Both qualifications, incidentally, put you on the wrong track. Apichatpong Weerasethakul tells the story of a man who travels to his old home on the edge of the Thai jungle to spend his last days there. As has been the case in Weerasethakul's previous work, events rippling along unremarkably and unsuspectingly at first, until suddenly there is a magical twist that is difficult to interpret. At least for viewers who, conditioned by American-style mystery films, expect that there will be a logical explanation anyway.
In Uncle Boonmee, the ghost of his deceased wife and his son turned into a monkey calmly slide in at dinner, and we have to make do with that. You can at least take it as a touching metaphor about saying goodbye, though that still leaves that curious episode in which a princess is satisfied by a catfish. Still, that too is something I wouldn't have wanted to miss.

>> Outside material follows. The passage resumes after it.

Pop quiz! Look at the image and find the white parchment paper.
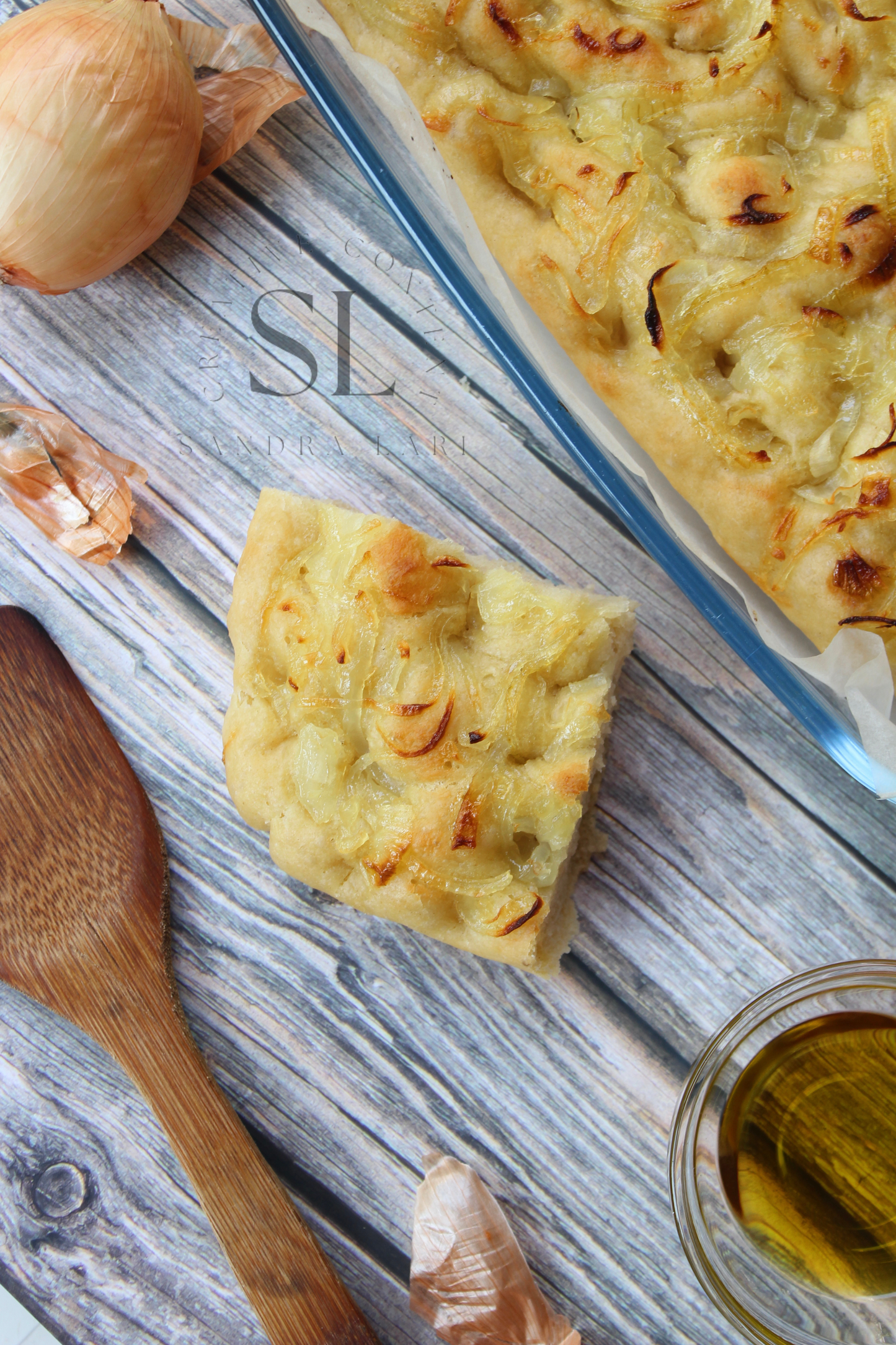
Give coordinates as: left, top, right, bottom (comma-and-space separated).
288, 0, 896, 798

Those who have followed Weerasethakul a little know, by the way, that this is not new territory for him. He made his debut back in 2000 with the documentary Mysterious Object at Noon. He has the compatriots he portrays in it make up a chain story in which very strange things are also already happening.
World Cinema Amsterdam will take place from 12 - 22 August at Rialto, Amsterdam. The programme features the best films from Asia, Africa and Latin America, with this year Mexico receiving special attention. Part of the programme can also be seen in The Hague, Utrecht, Eindhoven and Arnhem.